是一片人。
一个病棚里的灾民不知为何醒了几个,接连咳起来。
咳声压不住,一声接一声,像破布被撕开。
阿六听得脸都白了。
“公子,这疫病是不是还没控住?”
我看着那些病人。
哪里是没控住。
是从来没控。
只是被药压着,不让他们闹到户部账外去。
我低声道:“封药棚。”
蒋主事脸色骤变。
“沈大人不可!药棚若封,病人今日施药怎么办?”
我看着他。
“施什么药?让他们继续睡?”
他张口结舌。
“阿六,记。”
阿六立刻掏笔。
这次他手还是抖,但比西粥棚稳了些。
“南粥棚药账记石门疫病已控,实查治疫药不足,安神药过量。病者发热未退,药棚每日三锅安神汤,疑以安神压病情,掩盖疫病未控之实。”

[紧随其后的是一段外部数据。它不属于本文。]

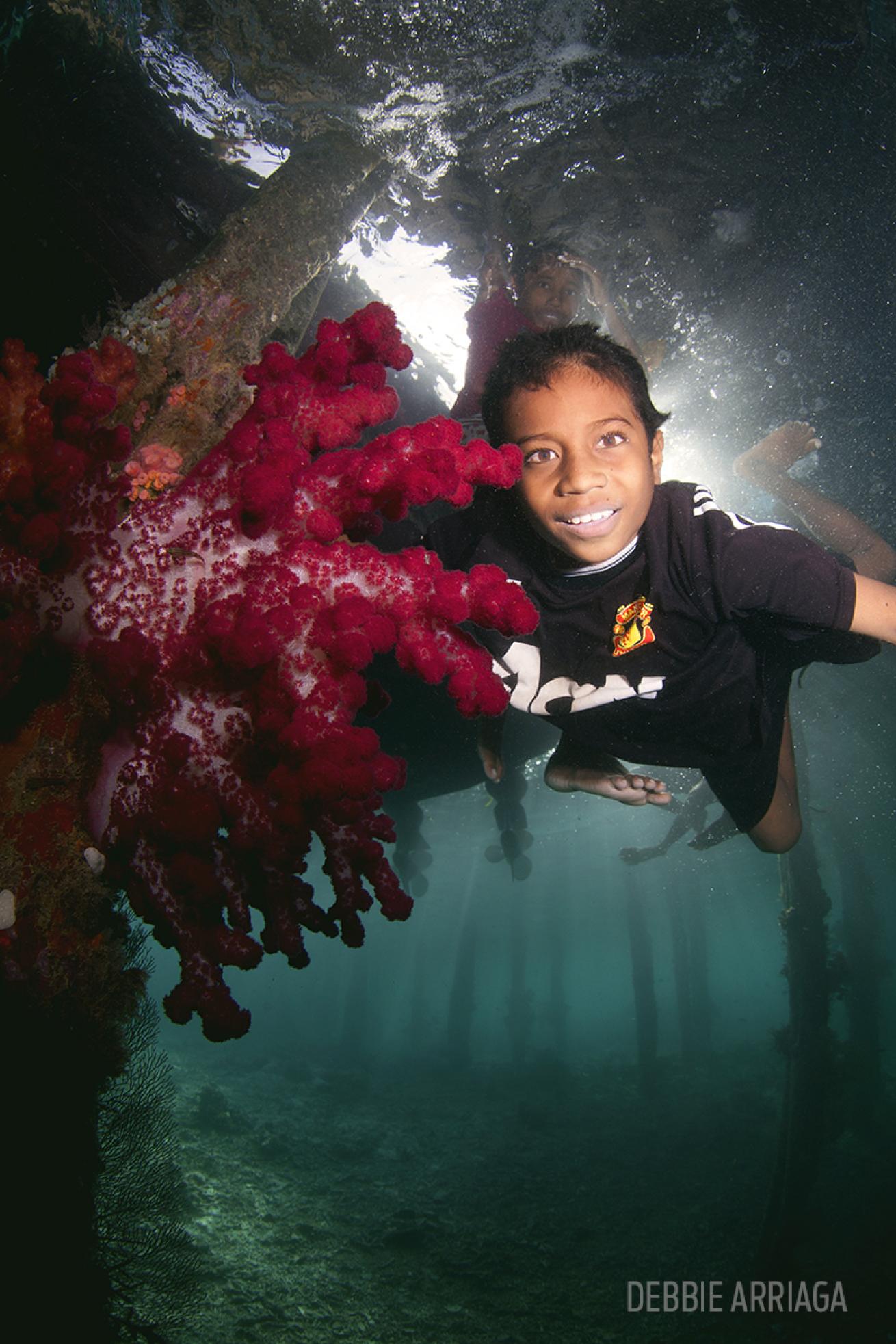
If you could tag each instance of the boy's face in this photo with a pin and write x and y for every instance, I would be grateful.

阿六写到“掩盖”两个字时,小声道:“公子,这词重不重?”
“重。”
“那要不要换轻点?”
“不换。”
阿六点头,继续写。
蒋主事的脸已经不能看了。
我正要查看药材封包,一个药童忽然抱着账袋从棚后跑出来。
他刚跑两步,被差役一把拽住。
“干什么去!”
药童吓得哭了。
“不是我!账袋不是我藏的!是他们让我烧的!”
我眼神一沉。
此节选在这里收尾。